Day Night Images Classifier

This repo contains the implementation of a classification of day-night images by Image Processing using OpenCV and zero Machine Learning. For a walkthrough of the entire process of building the classifier, have a look at the accompanying Medium article published in Towards Data Science.

Pre-requisites

The project was developed using Python 3.6.7 with the following packages. GPU is not required.

• numpy==1.16.4
• pandas==0.24.2
• seaborn==0.9.0
• matplotlib==3.0.3
• opencv-python
• jupyterlab

Installation with pip:

pip install -r requirements.txt

Dataset

The day/night image dataset consists of 200 RGB color images in two categories: day and night. There are equal numbers of each example: 100 day images and 100 night images. This would give us a balanced dataset.

Note: All images come from the AMOS dataset (Archive of Many Outdoor Scenes).

Approach

Step 1: Load the datasets and visualize

• Visualizing the dataset gives us an understanding of the data. We try to find some distinguishing features: day images are much brighter, generally than night images. Night images also have these really bright small spots, so the brightness over the whole image varies a lot more than the day images. There is a lot more of a grey/blue color palette in the day images.

Step 2: Preprocess the data

• All the input data should be in a consistent form. We resize all the images to a fixed size and encode the target variables. Multiple approaches like One-Hot and label encoding can be used for this.

Step 3: Feature Extraction

• The average brightness using HSV colorspace. Specifically, we'll use the V channel (a measure of brightness), add up the pixel values in the V channel, and then divide that sum by the area of the image to get the average value of the image.

Step 4: Build the classifier

• A simple classifier that sets a threshold value of average brightness to separate between the two classes.

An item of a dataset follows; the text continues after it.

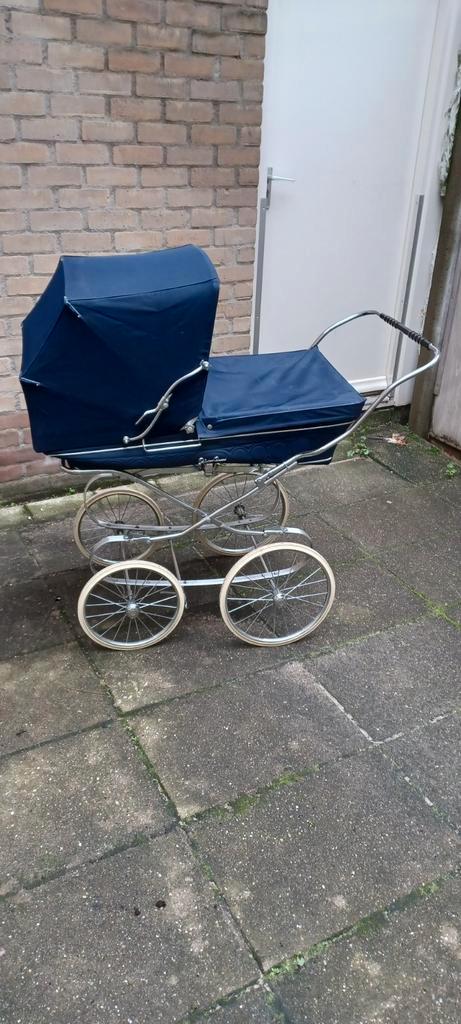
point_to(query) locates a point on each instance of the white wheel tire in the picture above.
(206, 537)
(263, 550)
(118, 566)
(113, 492)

Step 5: Evaluate the model and optimize

• Here the model is tested for metrics such as accuracy and the optimal threshold value is chosen.

Conclusion

Often when it comes to AI problems, we try to use our Machine Learning algorithms, or Deep Learning concepts to gain the best accuracy. However, these methods are data-hungry, require high computational power, and work well only when there are sufficient resources. Here we try to classify the images as if it was taken in day or night using traditional basic Image Processing techniques and got an accuracy of 93.75%.